Andrzej Banasiak, KNF

i

Autor: Marek Zieliński

Osoby zadłużone w złotym niekoniecznie mają lepiej od frankowiczów [WIDEO]

2016-09-28 18:48

Reprezentanci banku centralnego, Komisji Nadzoru Finansowego i sektora bankowego debatowali na temat prezydenckiego projektu ustawy frankowej. Podczas dyskusji Andrzej Banasiak z KFN-u poruszył kwestię kredytów hipotecznych w polskiej walucie.

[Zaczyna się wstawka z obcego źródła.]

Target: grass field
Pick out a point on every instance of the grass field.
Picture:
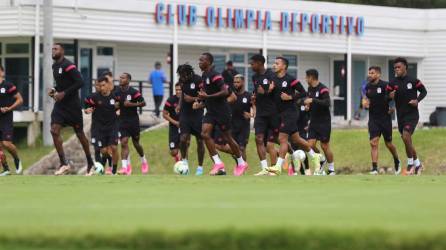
(175, 212)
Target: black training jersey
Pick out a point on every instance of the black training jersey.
(320, 107)
(170, 106)
(212, 82)
(406, 89)
(7, 93)
(191, 89)
(288, 85)
(378, 99)
(265, 105)
(128, 94)
(69, 80)
(240, 106)
(104, 115)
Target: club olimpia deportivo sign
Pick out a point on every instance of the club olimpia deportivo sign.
(238, 19)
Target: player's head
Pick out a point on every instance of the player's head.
(206, 61)
(239, 81)
(257, 62)
(280, 64)
(58, 51)
(374, 73)
(312, 76)
(185, 72)
(400, 66)
(124, 79)
(178, 89)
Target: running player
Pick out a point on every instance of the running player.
(287, 91)
(318, 102)
(214, 92)
(67, 109)
(404, 89)
(380, 119)
(191, 114)
(170, 114)
(104, 104)
(10, 99)
(130, 100)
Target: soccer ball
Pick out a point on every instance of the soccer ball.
(181, 168)
(98, 168)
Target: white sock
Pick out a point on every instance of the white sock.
(240, 160)
(279, 162)
(216, 159)
(331, 166)
(125, 163)
(143, 159)
(417, 162)
(263, 164)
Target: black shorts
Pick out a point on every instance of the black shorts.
(288, 122)
(106, 137)
(378, 127)
(408, 123)
(222, 121)
(129, 128)
(319, 131)
(174, 137)
(191, 125)
(69, 116)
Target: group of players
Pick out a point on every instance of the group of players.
(218, 114)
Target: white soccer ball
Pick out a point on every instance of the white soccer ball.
(181, 168)
(301, 155)
(98, 168)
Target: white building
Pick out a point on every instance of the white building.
(131, 35)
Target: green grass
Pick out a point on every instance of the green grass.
(186, 212)
(351, 151)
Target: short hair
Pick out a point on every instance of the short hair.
(128, 75)
(258, 58)
(375, 68)
(242, 77)
(209, 56)
(284, 60)
(400, 60)
(313, 73)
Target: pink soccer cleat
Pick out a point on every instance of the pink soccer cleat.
(217, 168)
(240, 169)
(144, 168)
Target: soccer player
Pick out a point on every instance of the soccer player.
(318, 102)
(214, 93)
(380, 120)
(266, 121)
(404, 90)
(67, 109)
(287, 91)
(170, 114)
(191, 114)
(10, 99)
(104, 104)
(130, 100)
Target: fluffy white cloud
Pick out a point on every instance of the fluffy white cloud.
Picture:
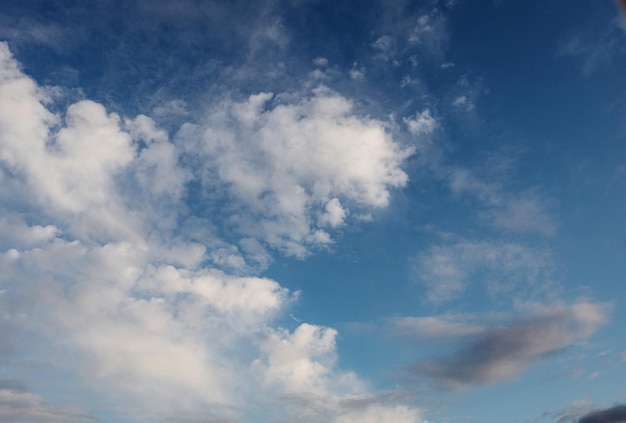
(109, 272)
(292, 162)
(24, 407)
(422, 124)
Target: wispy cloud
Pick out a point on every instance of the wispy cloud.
(524, 212)
(500, 353)
(615, 414)
(109, 268)
(23, 407)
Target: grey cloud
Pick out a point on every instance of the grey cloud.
(23, 407)
(615, 414)
(505, 352)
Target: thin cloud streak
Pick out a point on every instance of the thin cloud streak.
(502, 353)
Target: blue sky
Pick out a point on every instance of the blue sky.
(311, 211)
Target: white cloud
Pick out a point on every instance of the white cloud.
(380, 413)
(291, 164)
(334, 215)
(431, 32)
(101, 271)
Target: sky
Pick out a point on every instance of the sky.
(312, 211)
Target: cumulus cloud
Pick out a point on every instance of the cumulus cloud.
(102, 262)
(23, 407)
(290, 163)
(500, 353)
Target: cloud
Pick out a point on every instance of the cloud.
(110, 258)
(423, 123)
(445, 270)
(501, 353)
(431, 33)
(615, 414)
(435, 327)
(290, 163)
(596, 49)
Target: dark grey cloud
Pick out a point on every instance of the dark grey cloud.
(501, 353)
(615, 414)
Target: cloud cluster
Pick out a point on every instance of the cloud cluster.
(296, 167)
(493, 354)
(615, 414)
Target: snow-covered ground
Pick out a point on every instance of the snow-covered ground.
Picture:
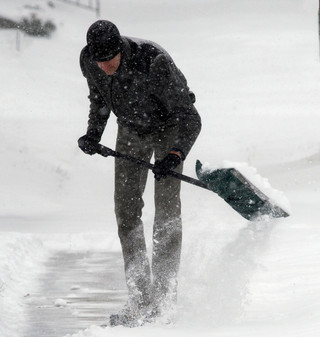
(254, 65)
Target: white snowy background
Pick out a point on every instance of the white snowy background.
(254, 66)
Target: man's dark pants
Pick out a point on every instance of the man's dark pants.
(130, 182)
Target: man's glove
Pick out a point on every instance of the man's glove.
(162, 167)
(88, 145)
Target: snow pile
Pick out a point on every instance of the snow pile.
(21, 258)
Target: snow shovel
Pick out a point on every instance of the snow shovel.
(229, 184)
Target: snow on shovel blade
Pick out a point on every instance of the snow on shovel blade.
(239, 193)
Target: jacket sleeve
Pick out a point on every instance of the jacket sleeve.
(172, 90)
(99, 112)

– Większość kredytobiorców, którzy zadłużyli się w 2008 r. we franku, płaci niższe raty niż gdyby zaciągnęła kredyt w złotówkach. Nie zmaterializował się scenariusz „hiperoptymizmu”, ale właściciele mieszkań, których wartość spadła, jeszcze nie są na minusie – ocenił Andrzej Banasiak z Komisji Nadzoru Finansowego 20 września podczas debaty w Pałacu Prymasowskim.
Dyrektor Departamentu Bankowości Komercyjnej i Specjalistycznej oraz Instytucji Płatniczych (DBK) w KNF-ie zaznaczył, że pod względem spłaty kredyty frankowe spłacają się dobrze i są obsługiwane. Przypomniał również, że dużą część kredytów w szwajcarskiej walucie stanowią kredyty niezabezpieczone.

– Część banków przyznawała kredyty, gdzie LTV, czyli proporcja między kredytem a zabezpieczeniem, przekraczała 100 procent. W niektórych przypadkach LTV osiągało poziom 130 procent. Populacja kredytów, gdzie brakowało pełnego zabezpieczenia, była duża. Obecnie wygląda to jeszcze gorzej, bo w pewnej grupie kredyt urósł, a wartość mieszkania – nie. Dlatego KNF zobowiązał banki do dodatkowego dokapitalizowania portfeli za pomocą tzw. II filaru, czyli niejako zapewnienia własnych kapitałów pod zabezpieczenie portfeli, które pewne cechy ryzyka mają – podkreślił Andrzej Banasiak.

Źródło: Konferencja „Super Biznesu”, Związku Banków Polskich i Towarzystwa Ekonomistów Polskich.